UnitedHealth: Top-Notch Healthcare Leader – But Its Best Days Could Be Over
Summary:
- UnitedHealth Group is a leading healthcare player with sustainable profitability and large-scale cost advantages.
- The company’s revenue growth has been strong, driven by its health insurer, UnitedHealthcare, and fast-growing healthcare provider OptumHealth.
- While UnitedHealth’s market leadership and profitability are attractive, regulatory changes and a potential rotation out of the healthcare space could impact its future performance.
- I assessed UNH’s market-beating days could be over as its growth could slow further. As such, investors must be cautious about adding exposure at expensive valuation zones.

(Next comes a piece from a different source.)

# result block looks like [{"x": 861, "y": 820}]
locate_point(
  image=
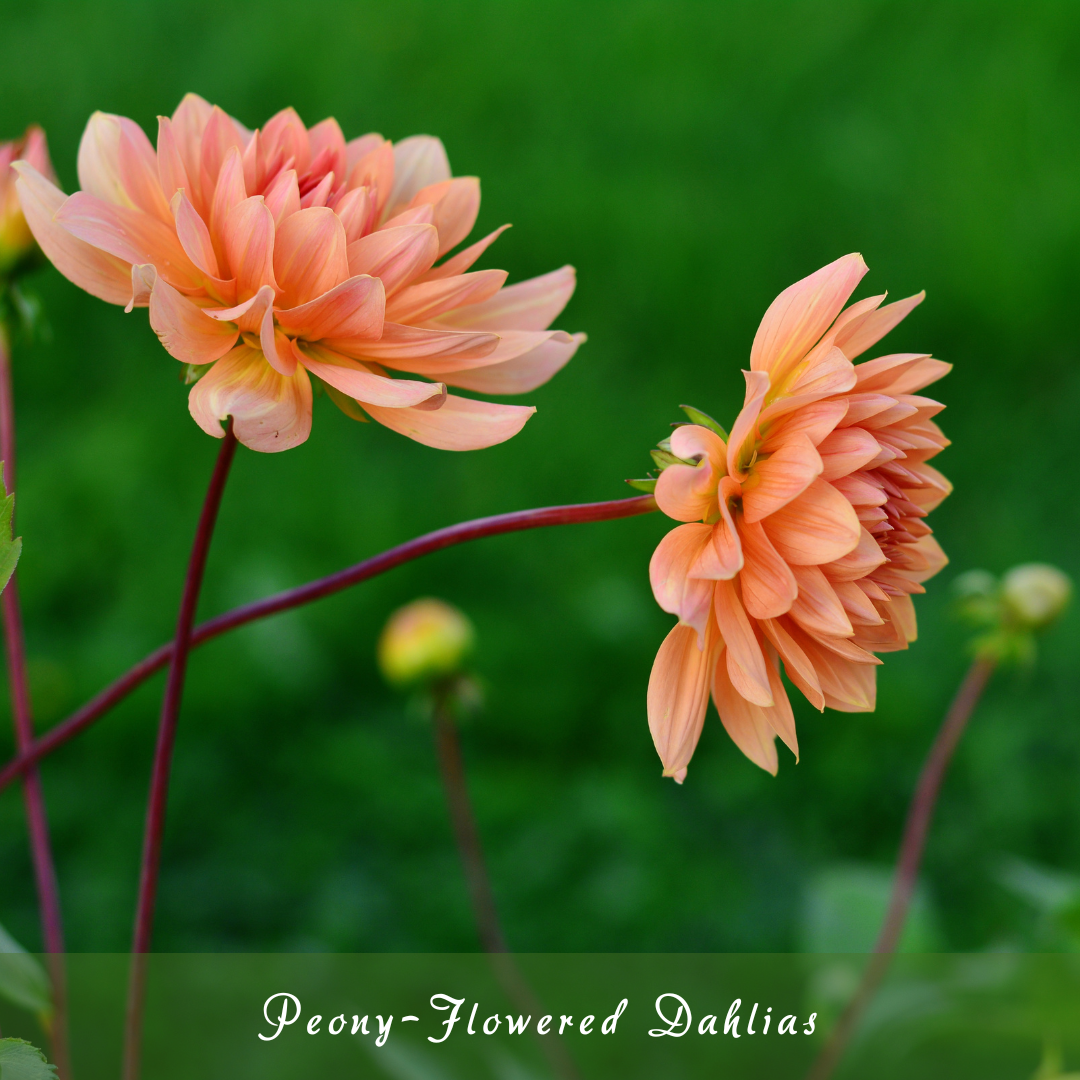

- I explain the critical levels to watch for investors considering adding market leader UNH into their portfolio.
The bullish thesis about buying into UnitedHealth Group Incorporated (UNH) is simple. It’s a leading, wide-moat, well-integrated healthcare player that has proven its ability to generate sustainable profitability. As such, UnitedHealth benefits from distinct large-scale cost advantages and efficiencies that help it defend against smaller players in the managed healthcare space.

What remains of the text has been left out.